(This column originally appeared in the Inquirer)
The GOP’s “Big Beautiful Bill” is working its way through Congress, and small business owners should be paying attention.
A number of provisions included in the bill will impact our taxes beginning this year. With the right amount of planning, a business owner can lower what is for many one of their biggest expenses of the year: the amount paid to the federal government.
The bill has passed the House and is being debated in the Senate. Most of this debate revolves around deficit reduction and individual tax matters — such as the deduction of state and local taxes — that have little impact on businesses. My expectation is that most of the business tax provisions will survive this debate and become law by early July, which is the deadline imposed by President Donald Trump.

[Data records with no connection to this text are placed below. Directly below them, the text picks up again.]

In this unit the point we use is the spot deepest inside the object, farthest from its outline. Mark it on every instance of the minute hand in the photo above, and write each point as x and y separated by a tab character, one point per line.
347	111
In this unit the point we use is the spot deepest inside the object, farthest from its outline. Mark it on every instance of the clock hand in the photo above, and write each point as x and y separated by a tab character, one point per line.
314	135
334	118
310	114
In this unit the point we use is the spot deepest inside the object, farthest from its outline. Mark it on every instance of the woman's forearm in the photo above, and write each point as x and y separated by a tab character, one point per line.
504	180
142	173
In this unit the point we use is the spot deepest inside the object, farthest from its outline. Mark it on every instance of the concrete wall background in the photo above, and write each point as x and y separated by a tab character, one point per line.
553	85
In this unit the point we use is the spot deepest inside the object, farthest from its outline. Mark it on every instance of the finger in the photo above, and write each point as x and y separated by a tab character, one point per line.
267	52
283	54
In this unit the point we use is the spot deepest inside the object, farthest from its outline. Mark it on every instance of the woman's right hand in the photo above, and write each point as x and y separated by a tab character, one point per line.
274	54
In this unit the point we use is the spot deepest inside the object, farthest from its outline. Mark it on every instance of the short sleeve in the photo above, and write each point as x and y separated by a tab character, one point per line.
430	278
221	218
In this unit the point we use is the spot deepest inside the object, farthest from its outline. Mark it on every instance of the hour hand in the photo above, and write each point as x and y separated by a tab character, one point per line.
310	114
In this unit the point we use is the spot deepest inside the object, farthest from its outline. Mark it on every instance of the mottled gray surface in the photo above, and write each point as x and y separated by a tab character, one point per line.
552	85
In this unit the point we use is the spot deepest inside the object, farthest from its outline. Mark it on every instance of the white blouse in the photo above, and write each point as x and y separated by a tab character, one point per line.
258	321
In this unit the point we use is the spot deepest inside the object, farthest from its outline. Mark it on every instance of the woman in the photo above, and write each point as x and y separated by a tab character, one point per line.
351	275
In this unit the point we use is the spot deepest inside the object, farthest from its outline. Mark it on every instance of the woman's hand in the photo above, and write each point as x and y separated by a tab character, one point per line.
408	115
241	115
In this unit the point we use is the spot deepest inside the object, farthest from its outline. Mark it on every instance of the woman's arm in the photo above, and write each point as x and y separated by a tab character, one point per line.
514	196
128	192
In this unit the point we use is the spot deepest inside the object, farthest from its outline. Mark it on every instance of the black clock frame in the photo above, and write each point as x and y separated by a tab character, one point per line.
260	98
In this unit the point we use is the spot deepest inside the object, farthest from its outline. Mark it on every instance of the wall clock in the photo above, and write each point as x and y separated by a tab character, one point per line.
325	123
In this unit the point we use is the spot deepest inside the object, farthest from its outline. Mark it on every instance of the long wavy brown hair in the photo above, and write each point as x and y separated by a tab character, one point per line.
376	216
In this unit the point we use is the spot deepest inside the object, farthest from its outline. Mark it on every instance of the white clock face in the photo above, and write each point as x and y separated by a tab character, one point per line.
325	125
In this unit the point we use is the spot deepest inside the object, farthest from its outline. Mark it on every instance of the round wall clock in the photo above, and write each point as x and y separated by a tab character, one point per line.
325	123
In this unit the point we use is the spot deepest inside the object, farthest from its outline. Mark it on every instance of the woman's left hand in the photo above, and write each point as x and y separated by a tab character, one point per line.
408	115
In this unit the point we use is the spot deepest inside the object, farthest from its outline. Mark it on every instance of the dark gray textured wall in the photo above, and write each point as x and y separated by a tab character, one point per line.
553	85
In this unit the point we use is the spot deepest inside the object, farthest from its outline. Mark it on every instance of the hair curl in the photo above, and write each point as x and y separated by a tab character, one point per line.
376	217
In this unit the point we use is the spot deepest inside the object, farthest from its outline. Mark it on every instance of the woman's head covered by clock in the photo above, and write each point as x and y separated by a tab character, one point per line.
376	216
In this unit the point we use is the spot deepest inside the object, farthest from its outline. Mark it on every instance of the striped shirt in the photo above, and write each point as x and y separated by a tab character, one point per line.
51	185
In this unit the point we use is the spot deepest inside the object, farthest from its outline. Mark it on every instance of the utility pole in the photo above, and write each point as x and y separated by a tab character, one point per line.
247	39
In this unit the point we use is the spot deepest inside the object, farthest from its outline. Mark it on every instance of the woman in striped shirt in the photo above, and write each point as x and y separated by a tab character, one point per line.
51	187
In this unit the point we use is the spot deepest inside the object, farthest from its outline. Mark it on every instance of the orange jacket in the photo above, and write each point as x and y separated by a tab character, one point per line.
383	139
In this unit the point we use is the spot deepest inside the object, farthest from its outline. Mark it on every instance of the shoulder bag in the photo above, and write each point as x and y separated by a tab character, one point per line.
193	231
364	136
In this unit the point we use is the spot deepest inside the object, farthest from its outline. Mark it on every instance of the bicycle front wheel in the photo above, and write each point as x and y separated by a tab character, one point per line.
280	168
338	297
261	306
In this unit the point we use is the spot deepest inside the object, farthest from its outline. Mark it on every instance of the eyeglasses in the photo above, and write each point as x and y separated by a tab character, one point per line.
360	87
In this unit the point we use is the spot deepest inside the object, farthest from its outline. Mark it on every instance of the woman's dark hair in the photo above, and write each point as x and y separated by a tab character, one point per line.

Here are three of the most significant provisions for small businesses.
First-year capital equipment deductions
The bill restores small business owners’ ability to deduct 100% of “bonus depreciation,” which is the cost of “short-lived” assets — equipment, machinery, business vehicles, hardware, software and other items — in the first year, beginning Jan. 19, 2025.
Under existing rules, only 40% of the cost of these purchases would be deductible in 2025 and 20% in 2026. Once finalized, business owners can feel confident that the acquisitions they make this year and through 2029 can be fully deductible as long as they’re placed into service.
And being placed into service is important. Business owners can finance their purchases and still take the full bonus depreciation in the first year as long as the asset is being used, regardless of the payment terms of the loan.
My expectation is that — even with relatively higher interest rates — many business owners who have been holding back on investing in capital equipment, technology and vehicles may now find it tax-advantageous to do so.
Increase in the ‘pass through’ deduction
Since the enactment of the 2017 Tax Cuts and Jobs Act, many “pass-through” businesses (generally partnerships, limited liability companies and S-corporations) have enjoyed taking a 20% deduction on their companies’ net income before that income is “passed through” to their individual return and then taxed at individual rates.
That provision, the 199A Qualified Business Income Deduction, was set to expire this year. But the House bill makes it permanent and increases the deduction to 23%. In addition, the income and dividend thresholds that allowed business owners to take advantage of this deduction are increased and are now indexed for inflation so the deduction will be higher for some.
This change not only benefits existing pass-through businesses but also may encourage other filers (such as C-corporations) to consider a potential change in their business organization structure to take advantage.
Research and development deduction
In 2022, existing tax law stopped allowing businesses to deduct the full amount of their research and development costs in the first year. Instead, they could deduct 20% in the first year and then amortize the rest over the remaining four years.
Many of my clients perform research and development work for new products and have enjoyed deducting the costs of R&D-related materials, supplies, wages, and outside services right away. Forcing these companies to spread out these deductions over five years has increased their taxable income in the first year these expenses were incurred and discouraged some from spending.
The House bill would allow these costs to be fully deductible in their first year and that would extend through 2029. This change could encourage more businesses to invest in research and development activities.
Other provisions in this bill impact small business owners — like allowing the expensing of “qualified structures” in manufacturing, extraction, and agriculture, reinstating the limitation of certain interest deductions, bumping up the estate tax exemption, and increasing the requirements for deducting charitable expenses.
That is why it’s important for business owners to be talking to their accountants now and making their plans. Not doing so could be costly.